Recurring issues that cost points
- King safety in sharp lines – the loss vs HidraulicnapresaR (21.Qxe8#) and vs real_ron show your king getting caught in the centre or on the back rank. Castling quickly and meeting flank pawn thrusts with healthy caution will save many games.
- Under-estimating opponent threats – a common thread is advancing pawns (…g5, …b5, h-pawns) without a final “blunder check” for tactics such as forks or back-rank mates. 30 seconds spent on a blunder check is cheaper than losing the game.
- Time allocation – bullet rewards speed, but you sometimes spend most of the 60″ in the opening, leaving no time for the critical middlegame. Learn to recognise “non-critical” opening moves you can play instantly and “critical” positions that deserve a 2-3 second pause.

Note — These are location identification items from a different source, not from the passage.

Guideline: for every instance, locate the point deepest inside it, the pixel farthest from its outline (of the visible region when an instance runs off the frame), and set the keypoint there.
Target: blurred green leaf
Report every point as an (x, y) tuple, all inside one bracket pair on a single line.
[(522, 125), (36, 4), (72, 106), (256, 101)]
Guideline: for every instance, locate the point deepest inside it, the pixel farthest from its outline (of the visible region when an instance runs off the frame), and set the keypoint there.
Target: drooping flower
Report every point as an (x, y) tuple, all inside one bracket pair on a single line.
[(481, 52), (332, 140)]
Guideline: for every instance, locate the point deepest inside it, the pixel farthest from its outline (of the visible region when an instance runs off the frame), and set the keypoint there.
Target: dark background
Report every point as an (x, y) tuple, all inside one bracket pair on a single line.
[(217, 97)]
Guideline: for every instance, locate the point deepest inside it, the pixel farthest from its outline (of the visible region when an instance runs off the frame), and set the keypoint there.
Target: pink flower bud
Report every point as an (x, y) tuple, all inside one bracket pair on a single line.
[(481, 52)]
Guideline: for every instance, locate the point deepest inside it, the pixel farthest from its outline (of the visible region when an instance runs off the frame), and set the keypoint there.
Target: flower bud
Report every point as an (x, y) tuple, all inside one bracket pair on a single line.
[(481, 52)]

Action plan for the next two weeks
- Daily tactics (10 min)
• Focus on mates in 2-4 and tactical motifs such as discovered attack, double attack, and back-rank patterns.

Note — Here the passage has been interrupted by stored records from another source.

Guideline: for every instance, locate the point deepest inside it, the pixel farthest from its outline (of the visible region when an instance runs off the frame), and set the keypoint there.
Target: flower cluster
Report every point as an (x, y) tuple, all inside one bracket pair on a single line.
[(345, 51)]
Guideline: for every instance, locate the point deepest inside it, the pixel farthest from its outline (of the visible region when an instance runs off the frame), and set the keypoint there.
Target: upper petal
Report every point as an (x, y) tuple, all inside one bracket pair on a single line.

• Mark each puzzle you miss and replay the motif the next day. - Switch half of your sessions to 3 | 2 or 5 | 5
Slower blitz gives you time to practice a deliberate move order and to ask “what does my opponent threaten?” before each move. - Opening tighten-up
• With White: After 1.Nf3 d5 2.g3 Nf6 your main problem is allowing …c5/…d4 without challenge. Prepare the line 3.Bg2 c5 4.0-0 Nc6 5.d4! to fight for the centre.
• With Black: In the Scandinavian (1.e4 d5) review the critical 3…Qa5 line – especially the idea of retreating the queen to d8 in some lines to avoid tempo-gaining Nb5–c7+. - Post-mortem routine (5 minutes per game)
Right after each game, scroll back to the first big evaluation swing and ask “why did I think my move was good?” That single habit improves pattern recognition faster than any amount of theory study.